Quem não se arrepende de nada também é o "general" Célio Borja, 85 anos, servidor incondicional da ditadura, que continua com escritório de advocacia em Copacabana."O que havia era um regime de plenos poderes, não era ditadura".
- O sr. sabia das torturas?
- Sabia que havia brutalidades. Sempre houve no Brasil. O pau-de-arara não foi invenção de 64. Ninguém se importava com a miséria do preso comum. Chamou a atenção quando os presos políticos foram submetidos ao mesmo tratamento. O regime estava descambando para a selvageria.
- O que o sr. acha da visão que se tem hoje do regime?
- Absolutamente distorcida. Sempre se diz que a história é escrita pelos vencedores. Aqui, os vencidos estão escrevendo a seu gosto com um objetivo político: desqualificar quem não lutou contra a famosa ditadura, que não foi ditadura coisa nenhuma.
Na mesma linha, um general que é mesmo general, Leônidas Pires Gonçalves afirmou que os militares nunca foram intrusos na história brasileira e que "a revolução de 1964 foi absolutamente democrática. Não tivemos ditador".
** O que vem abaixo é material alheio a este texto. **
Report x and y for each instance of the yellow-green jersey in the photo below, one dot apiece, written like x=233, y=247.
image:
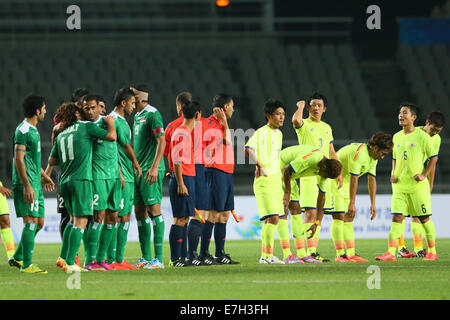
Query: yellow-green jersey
x=266, y=143
x=356, y=161
x=435, y=141
x=304, y=162
x=318, y=134
x=410, y=152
Ou seja, Delfim, Borja e Leônidas, três velhos com mais de 85 anos, produzem um discurso cínico e sem-vergonha. Perderam uma boa oportunidade de se retratarem, mas é pedir demais que tenham uma grandeza de um Willy Brandt que, em dezembro de 1979, como chanceler da República Federal Alemã, se ajoelhou diante do monumento em memória da resistência dos judeus no gueto de Varsóvia e pediu perdão pelos crimes cometidos pela Alemanha Nazista. É pedir demais. Mas esse pedido as Forças Armadas ficam devendo ao Brasil.
P.S.
Os povos indígenas e a ditadura militar em debate. No dia primeiro de abril, às sete da noite, o Museu do Índio/RJ será palco de uma mesa-redonda com tema inédito no Rio de Janeiro: "Os povos indígenas e a ditadura militar – a questão indígena de 1964 até hoje". Durante o encontro será analisada a questão da violência cometida contra os índios no período.